CCenergy DIIS manipulation

Hello friends!,
I’m dealing with a highly multireference diatomic electronic state (because that’s what I do) and having some CCSD convergence issues. The ^4Pi state of FeH seems to behave with some basis sets and not with others. Using cc-pwCVQZ, I get a good geometry and correlation energy/relative energy to other electronic states that matches what I have observed in molpro. At cc-pwCVTZ and cc-pwCV5Z the CCSD energy is 0.2 Hartrees to high. I have looked at the MO coefficients of the ROHF wave function - it looks like the correct state and ROHF energy, and a stability analysis doesn’t find a better set of orbitals. I guess the problem is with the CC convergence. I tried turning off DIIS and ccenergy went kray.

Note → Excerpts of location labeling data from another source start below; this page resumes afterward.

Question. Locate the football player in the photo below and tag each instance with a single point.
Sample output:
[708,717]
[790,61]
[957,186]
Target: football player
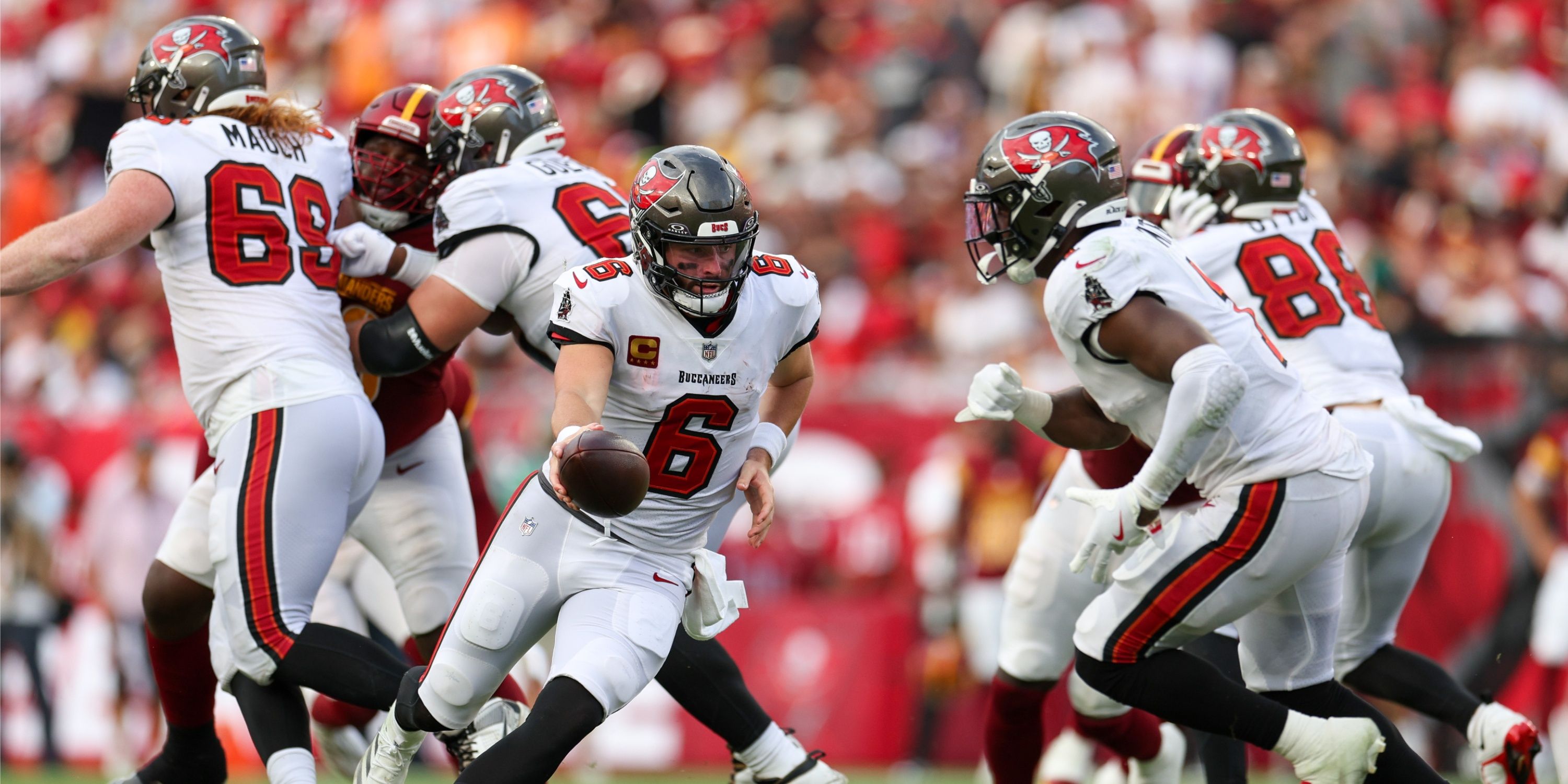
[695,347]
[419,521]
[237,192]
[1244,217]
[515,215]
[1167,358]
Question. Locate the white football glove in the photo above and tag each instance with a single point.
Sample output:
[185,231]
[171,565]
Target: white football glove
[1191,211]
[366,251]
[1114,531]
[995,394]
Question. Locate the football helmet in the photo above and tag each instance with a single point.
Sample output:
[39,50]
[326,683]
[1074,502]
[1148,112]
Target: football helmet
[197,65]
[397,182]
[491,115]
[690,195]
[1249,160]
[1037,181]
[1158,171]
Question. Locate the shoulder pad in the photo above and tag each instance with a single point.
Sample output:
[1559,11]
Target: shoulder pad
[786,278]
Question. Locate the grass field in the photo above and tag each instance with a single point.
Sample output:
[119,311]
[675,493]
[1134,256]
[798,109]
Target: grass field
[711,775]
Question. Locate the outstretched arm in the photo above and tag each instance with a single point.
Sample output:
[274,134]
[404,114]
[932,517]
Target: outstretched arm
[135,204]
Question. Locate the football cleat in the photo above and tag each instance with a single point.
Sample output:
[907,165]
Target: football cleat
[184,763]
[1343,752]
[1506,744]
[810,772]
[1166,767]
[496,720]
[339,747]
[389,755]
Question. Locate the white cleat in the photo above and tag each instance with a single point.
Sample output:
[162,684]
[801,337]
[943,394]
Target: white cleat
[1166,767]
[810,772]
[341,747]
[1070,759]
[496,720]
[1506,744]
[1341,750]
[389,755]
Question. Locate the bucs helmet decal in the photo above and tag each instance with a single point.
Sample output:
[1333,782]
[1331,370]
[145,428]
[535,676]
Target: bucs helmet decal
[651,186]
[474,98]
[1235,143]
[1035,153]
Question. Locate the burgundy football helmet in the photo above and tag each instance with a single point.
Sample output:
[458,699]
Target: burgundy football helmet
[1158,171]
[394,182]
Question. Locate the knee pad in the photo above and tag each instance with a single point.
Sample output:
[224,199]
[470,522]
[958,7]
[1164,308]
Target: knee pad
[1089,701]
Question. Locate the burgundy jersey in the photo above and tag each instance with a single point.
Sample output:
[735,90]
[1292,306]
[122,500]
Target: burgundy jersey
[1114,468]
[407,405]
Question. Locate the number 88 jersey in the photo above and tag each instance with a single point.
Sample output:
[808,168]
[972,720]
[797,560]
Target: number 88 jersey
[248,273]
[686,391]
[1294,275]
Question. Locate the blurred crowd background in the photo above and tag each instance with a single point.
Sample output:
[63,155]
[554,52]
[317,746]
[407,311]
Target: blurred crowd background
[1437,132]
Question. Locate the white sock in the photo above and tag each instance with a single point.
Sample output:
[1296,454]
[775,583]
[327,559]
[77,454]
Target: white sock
[291,766]
[772,755]
[1299,730]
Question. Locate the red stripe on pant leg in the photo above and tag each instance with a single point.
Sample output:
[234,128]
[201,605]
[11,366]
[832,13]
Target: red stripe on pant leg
[465,592]
[256,578]
[1175,598]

Is it possible in PSI4 to delay when DIIS works, and/or play with the number of expansion vectors? This does a great job of solving fussy CC convergence problems in molpro and cfour.

Thanks!
Nate

PS: input file

molecule {
0 4
Fe
H 1 1.562441
}

set {
reference rohf
docc [7, 0, 3, 2]
socc [1, 1, 0, 1]
scf_type pk
print_mos true
cachelevel=0
maxiter=500
rms_force_g_convergence 2
freeze_core false
}

basis{
assign Fe cc-pwcvtz
assign H cc-pwcvtz
}

set scf df_scf_guess false
set scf guess gwh
set ccenergy r_convergence 10
optimize(‘ccsd’)

Right now the DIIS algorithm in the CC codes is hardwired to 8 error vectors and immediate extrapolation. However, this would be trivially easy to modify with a couple of new input parameters.